For the past year or so, I’ve been struggling with a clichéd but still profound question: what to do with my life. When I was in college this wasn’t an issue; I was sure (well, let’s put it at 85%) that I wanted to be a journalist, and I doggedly pursued a strategy of applying (and applying and applying…) for internships at newspapers, getting my first job at a small daily out West, and moving up to a midsize paper in Connecticut about two years ago. Unfortunately, I began to realize that it wasn’t for me; while I love reporting and writing, I didn’t love doing it on a daily deadline, I didn’t love writing about school board and planning department meetings, and I didn’t love being treated like a child by misogynistic municipal officials. So I decided to return to a desire I had previously pushed to the side: going back to school to get a literature Ph.D. and eventually (if I’m really lucky) become a college professor.

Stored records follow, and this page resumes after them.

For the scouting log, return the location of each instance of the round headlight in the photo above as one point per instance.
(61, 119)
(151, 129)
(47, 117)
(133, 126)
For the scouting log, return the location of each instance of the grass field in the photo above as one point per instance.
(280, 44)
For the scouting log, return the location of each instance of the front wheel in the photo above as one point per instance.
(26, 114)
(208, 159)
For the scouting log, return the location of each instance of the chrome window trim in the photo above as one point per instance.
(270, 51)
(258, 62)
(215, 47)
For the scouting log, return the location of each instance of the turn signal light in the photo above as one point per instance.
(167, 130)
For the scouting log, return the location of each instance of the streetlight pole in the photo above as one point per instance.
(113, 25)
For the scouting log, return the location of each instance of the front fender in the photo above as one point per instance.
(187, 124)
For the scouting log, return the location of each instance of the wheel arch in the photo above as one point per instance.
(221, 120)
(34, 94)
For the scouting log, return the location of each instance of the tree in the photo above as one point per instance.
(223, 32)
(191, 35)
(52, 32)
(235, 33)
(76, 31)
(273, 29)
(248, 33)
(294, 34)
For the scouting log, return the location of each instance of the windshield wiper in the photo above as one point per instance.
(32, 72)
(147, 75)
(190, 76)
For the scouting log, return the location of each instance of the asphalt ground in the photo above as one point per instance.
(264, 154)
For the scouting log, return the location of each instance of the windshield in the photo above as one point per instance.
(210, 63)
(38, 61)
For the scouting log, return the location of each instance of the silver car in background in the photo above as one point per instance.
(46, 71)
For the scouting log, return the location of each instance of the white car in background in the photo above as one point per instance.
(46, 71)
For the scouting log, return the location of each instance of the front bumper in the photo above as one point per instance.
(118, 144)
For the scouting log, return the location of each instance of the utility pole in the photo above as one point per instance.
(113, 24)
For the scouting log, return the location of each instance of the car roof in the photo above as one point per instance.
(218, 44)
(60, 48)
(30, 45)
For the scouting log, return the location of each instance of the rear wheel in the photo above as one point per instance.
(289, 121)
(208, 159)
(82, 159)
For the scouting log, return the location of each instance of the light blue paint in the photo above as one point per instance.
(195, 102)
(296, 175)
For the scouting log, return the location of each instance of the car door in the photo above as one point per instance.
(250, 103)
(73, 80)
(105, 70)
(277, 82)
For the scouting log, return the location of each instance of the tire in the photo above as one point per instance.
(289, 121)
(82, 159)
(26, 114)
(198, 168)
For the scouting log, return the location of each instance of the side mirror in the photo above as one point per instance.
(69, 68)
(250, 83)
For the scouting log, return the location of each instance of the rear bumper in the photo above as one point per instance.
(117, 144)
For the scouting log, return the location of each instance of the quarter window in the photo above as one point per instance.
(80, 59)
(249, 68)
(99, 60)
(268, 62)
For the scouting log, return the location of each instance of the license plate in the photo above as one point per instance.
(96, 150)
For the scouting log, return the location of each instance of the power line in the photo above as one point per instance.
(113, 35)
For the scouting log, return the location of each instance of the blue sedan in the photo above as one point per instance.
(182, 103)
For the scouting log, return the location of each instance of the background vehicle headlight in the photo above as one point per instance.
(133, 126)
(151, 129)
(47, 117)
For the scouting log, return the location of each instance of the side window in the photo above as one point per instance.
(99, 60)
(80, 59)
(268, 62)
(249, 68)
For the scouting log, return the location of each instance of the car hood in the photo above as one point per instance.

The problem was, I had so long set myself in favor of journalism and against academia that I had trouble convincing myself, and my skeptical boyfriend, that this was really what I wanted. A few days before I’m due to start my Ph.D. program I’m still having trouble committing to the concept. For one thing, I’m feeling a somewhat irrational guilt at leaving the journalism profession. When you make a decision to enter a dying field (no matter how many times you tell yourself it isn’t dying), you have to have a pretty firm conviction that there are good reasons for doing so. Entering the Ivory Tower now makes me feel a little bit like Lord Jim, jumping into the lifeboat and leaving the rest to drown. I also struggle with what I guess you could call a utilitarian question: whether what I’m doing has any “use.” Although not all of the stories I wrote as a journalist were earth shattering, I never doubted that what I was doing served a purpose. And while I won’t miss the nasty phone calls and e-mails (it’s hard to top, “You make your living off the pain and suffering of other people”), it was sometimes nice having that direct connection with readers. In many ways, I feel like I’m about to spend the next part of my life looking ever further inward. Which, funnily enough, is a good way to describe this blog: so far mainly used as an archive of my journalism work, it has a readership of roughly 1 ½ people. So while I think there are good reasons for doing what I’m doing now, I’m certainly going to still be questioning myself for some time to come. Probably a good thing, any way you look at it.

Things I’m looking forward to: Talking about books I love with other people who love them as much as I do; learning lower Manhattan; riding my bike to school (all the way from 103rd and Bway!)
Things I’m not looking forward to: Living all the way at Columbia; not having any money; that vague sense that I (still) don’t know what I’m doing with my life.